Mentoring relationships are certainly of value in a number of situations - but when it comes to day to day management and leadership, an overreliance on the mentoring approach can cause a number of issues.

It starts with the fact that most people get promoted into a management role because they are good at their job. They have experience, they’ve seen it all before, and they know the right answers. As a result, when a member of their team has an issue, their manager defaults to telling them what to do. The team becomes too reliant on the manager - stifling creativity and slowing the development of their team.

The Coach Approach

Here’s where the coach approach comes in.

Coaching is about empowerment, accountability and helping people find their own solutions. A widely accepted definition of coaching comes from Sir John Whitmore in his book Coaching for Performance:

‘Coaching is unlocking people’s potential to maximise their own performance. It is helping them to learn rather than teaching them.’  

A coach does not necessarily need to have any experience in a given field to work with their coachee. For example, a coach without experience in the finance sector could still be an effective coach for a CEO of a global bank.

This is because coaching is question-driven as opposed to advice-driven. The coachee outlines what they want to discuss, and the coach asks questions, listens and provides observation and challenge. This unlocks the potential of their coachee and empowers them to set and achieve their own goals. 

Teaching coaching skills in real-life situations

The beauty of coaching is that it’s very accessible and anyone can pick up the basics. The essential theory is very easy to digest, and it is also easy to apply in real life situations.

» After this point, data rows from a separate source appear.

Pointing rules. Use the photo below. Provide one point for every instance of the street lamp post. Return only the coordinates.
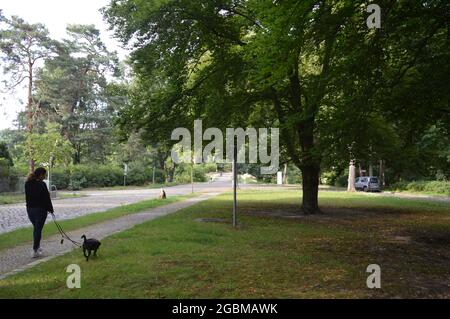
(234, 166)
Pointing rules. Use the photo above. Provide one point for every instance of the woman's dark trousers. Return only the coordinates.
(37, 217)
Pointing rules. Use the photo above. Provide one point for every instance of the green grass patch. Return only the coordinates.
(267, 256)
(24, 235)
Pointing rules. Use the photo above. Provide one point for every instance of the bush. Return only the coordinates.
(439, 187)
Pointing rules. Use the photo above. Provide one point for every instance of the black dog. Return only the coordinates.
(89, 245)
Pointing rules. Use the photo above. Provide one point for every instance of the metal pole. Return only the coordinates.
(234, 185)
(192, 177)
(153, 177)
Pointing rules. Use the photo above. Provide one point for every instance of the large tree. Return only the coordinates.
(22, 46)
(76, 89)
(313, 68)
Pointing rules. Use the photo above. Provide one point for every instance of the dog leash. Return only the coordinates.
(63, 233)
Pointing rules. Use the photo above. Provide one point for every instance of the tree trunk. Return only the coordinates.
(31, 162)
(310, 185)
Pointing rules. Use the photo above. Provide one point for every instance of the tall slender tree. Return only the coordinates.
(22, 46)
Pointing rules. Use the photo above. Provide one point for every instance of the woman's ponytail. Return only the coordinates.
(40, 171)
(31, 177)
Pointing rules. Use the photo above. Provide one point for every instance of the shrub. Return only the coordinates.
(439, 187)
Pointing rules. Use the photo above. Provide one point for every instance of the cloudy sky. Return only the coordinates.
(55, 14)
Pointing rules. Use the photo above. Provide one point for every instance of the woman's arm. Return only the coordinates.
(48, 200)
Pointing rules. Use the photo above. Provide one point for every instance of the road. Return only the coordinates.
(15, 216)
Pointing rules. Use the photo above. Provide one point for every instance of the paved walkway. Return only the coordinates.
(19, 258)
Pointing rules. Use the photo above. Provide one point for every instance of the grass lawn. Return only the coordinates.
(6, 198)
(23, 235)
(271, 254)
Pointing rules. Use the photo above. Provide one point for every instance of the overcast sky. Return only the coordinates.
(55, 14)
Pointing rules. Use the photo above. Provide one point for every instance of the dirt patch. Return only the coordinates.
(327, 213)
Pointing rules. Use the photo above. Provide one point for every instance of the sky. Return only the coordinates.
(55, 14)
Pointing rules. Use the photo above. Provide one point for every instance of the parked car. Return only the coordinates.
(367, 184)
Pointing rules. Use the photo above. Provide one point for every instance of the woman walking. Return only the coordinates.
(38, 205)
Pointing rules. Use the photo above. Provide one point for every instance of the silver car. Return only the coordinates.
(367, 184)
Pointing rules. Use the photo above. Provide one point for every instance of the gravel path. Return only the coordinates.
(19, 258)
(15, 216)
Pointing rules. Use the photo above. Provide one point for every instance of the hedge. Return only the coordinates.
(438, 187)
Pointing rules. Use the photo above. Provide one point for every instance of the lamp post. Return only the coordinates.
(125, 172)
(234, 166)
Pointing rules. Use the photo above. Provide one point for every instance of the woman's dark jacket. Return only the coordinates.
(37, 195)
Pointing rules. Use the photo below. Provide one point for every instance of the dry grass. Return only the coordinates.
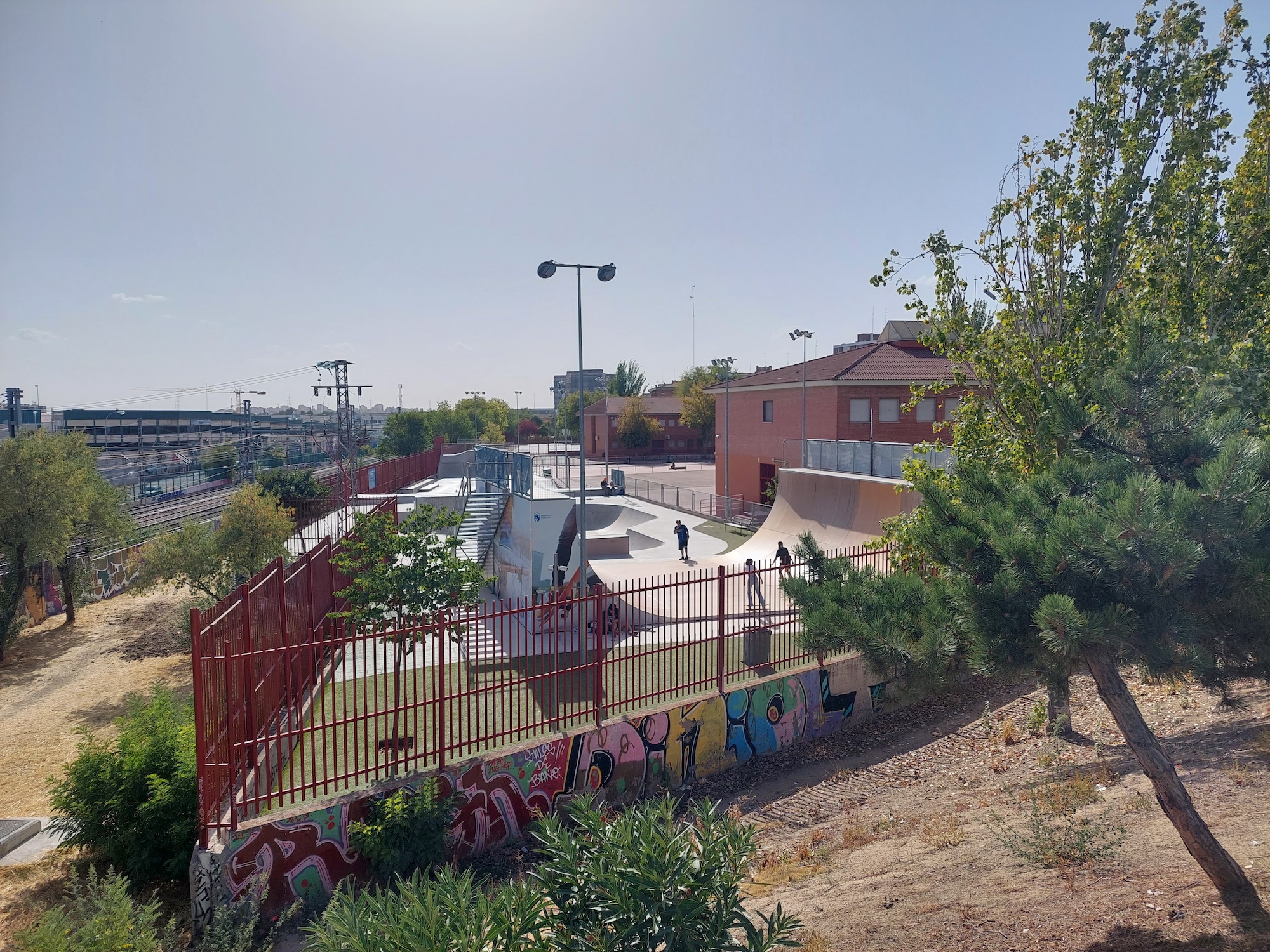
(942, 831)
(857, 835)
(1010, 733)
(1140, 804)
(1263, 742)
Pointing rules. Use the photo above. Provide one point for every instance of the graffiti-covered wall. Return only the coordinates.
(623, 761)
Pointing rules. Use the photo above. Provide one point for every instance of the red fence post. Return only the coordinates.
(443, 701)
(200, 723)
(592, 619)
(248, 687)
(722, 634)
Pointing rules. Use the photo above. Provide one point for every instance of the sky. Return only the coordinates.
(200, 194)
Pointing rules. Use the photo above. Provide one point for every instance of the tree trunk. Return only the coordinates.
(1059, 703)
(10, 611)
(1235, 887)
(68, 573)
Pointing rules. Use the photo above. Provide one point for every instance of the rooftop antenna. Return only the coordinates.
(694, 296)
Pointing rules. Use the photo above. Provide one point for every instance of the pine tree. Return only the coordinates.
(1146, 544)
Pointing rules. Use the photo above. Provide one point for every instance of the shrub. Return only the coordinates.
(1037, 715)
(638, 880)
(238, 927)
(1010, 732)
(406, 832)
(134, 803)
(100, 916)
(1055, 837)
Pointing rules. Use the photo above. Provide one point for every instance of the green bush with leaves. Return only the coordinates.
(239, 926)
(134, 802)
(636, 882)
(1056, 836)
(406, 832)
(101, 916)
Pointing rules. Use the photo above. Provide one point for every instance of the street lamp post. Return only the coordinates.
(476, 427)
(518, 425)
(796, 336)
(605, 272)
(723, 366)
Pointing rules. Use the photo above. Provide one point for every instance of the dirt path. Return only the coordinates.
(878, 840)
(58, 678)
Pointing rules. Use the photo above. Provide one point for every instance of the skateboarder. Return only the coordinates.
(784, 558)
(754, 587)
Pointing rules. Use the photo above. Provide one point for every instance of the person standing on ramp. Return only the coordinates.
(784, 558)
(681, 534)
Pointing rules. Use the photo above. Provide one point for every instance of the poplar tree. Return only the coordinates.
(1146, 544)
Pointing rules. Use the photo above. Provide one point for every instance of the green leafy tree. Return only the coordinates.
(102, 521)
(634, 427)
(220, 463)
(1147, 543)
(134, 802)
(294, 488)
(210, 563)
(567, 413)
(628, 380)
(407, 831)
(408, 432)
(1128, 213)
(699, 407)
(1120, 214)
(49, 489)
(403, 577)
(255, 531)
(636, 882)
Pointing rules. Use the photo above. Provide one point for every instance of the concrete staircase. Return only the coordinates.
(482, 516)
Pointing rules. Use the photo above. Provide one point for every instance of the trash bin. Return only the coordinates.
(759, 648)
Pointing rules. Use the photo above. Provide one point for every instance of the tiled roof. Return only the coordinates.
(883, 362)
(662, 407)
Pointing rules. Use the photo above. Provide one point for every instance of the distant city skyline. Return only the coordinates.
(197, 194)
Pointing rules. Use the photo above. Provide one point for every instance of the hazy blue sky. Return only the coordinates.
(208, 192)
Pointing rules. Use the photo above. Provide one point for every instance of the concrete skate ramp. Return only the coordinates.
(613, 519)
(454, 465)
(839, 510)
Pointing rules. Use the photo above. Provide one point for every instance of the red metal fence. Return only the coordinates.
(295, 708)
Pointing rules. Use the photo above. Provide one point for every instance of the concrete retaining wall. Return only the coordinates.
(666, 750)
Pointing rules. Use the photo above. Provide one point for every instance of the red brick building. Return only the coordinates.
(600, 430)
(859, 394)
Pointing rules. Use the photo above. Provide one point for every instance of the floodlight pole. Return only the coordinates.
(796, 336)
(605, 272)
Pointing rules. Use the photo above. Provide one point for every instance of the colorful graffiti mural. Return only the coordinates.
(623, 761)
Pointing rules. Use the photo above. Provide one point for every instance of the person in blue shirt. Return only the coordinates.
(681, 532)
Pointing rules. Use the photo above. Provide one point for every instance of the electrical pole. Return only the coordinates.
(246, 454)
(345, 445)
(13, 403)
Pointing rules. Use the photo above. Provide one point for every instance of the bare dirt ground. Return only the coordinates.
(57, 680)
(879, 840)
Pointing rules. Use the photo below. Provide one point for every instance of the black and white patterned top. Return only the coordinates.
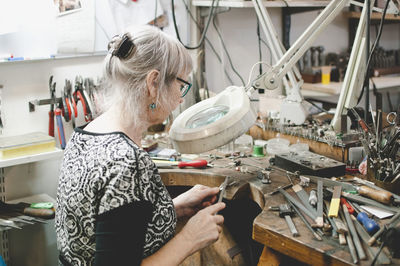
(101, 172)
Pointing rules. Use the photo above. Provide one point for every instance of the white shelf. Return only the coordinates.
(55, 57)
(249, 4)
(31, 158)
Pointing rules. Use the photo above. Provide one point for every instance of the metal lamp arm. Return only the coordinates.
(270, 80)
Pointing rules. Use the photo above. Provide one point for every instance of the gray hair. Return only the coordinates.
(124, 79)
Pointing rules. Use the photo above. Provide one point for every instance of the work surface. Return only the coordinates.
(268, 228)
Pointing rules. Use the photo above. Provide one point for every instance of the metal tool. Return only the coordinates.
(52, 88)
(354, 235)
(285, 211)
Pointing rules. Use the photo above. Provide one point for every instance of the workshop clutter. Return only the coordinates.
(65, 108)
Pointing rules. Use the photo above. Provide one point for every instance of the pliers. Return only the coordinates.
(52, 87)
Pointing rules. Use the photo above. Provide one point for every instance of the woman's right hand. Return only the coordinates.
(203, 228)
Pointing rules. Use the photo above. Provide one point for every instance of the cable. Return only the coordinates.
(251, 72)
(366, 76)
(203, 35)
(208, 42)
(270, 52)
(226, 51)
(259, 46)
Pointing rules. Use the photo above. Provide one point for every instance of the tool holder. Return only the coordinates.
(392, 187)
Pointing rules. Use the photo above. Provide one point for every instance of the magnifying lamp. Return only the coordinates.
(213, 122)
(218, 120)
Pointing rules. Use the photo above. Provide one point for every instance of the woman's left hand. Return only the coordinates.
(195, 199)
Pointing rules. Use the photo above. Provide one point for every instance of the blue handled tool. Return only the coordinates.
(60, 127)
(370, 225)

Not every employee at every business needs to be a certified executive coach to reap the benefits. In fact, this is far from the truth. Employees simply need to be equipped with an understanding of coaching, its role in effective leadership and a few essential skills for becoming better leaders:

  • The ability to ask powerful questions that will enable them to help their coaches to identify not just facts and current problems, but also solutions and possibilities
  • The ability to actively listen, hold silence and understand the true meaning behind the words that are being said
  • The ability to provide observation and challenge to help raise their coachees’ awareness

Equipping employees with these skills enables them to begin adopting the coach approach to leadership, and contribute to a thriving coaching culture within an organisation. Instead of jumping in with the right answer and defaulting to a command and control style of leadership, managers can coach their team to solutions and goals.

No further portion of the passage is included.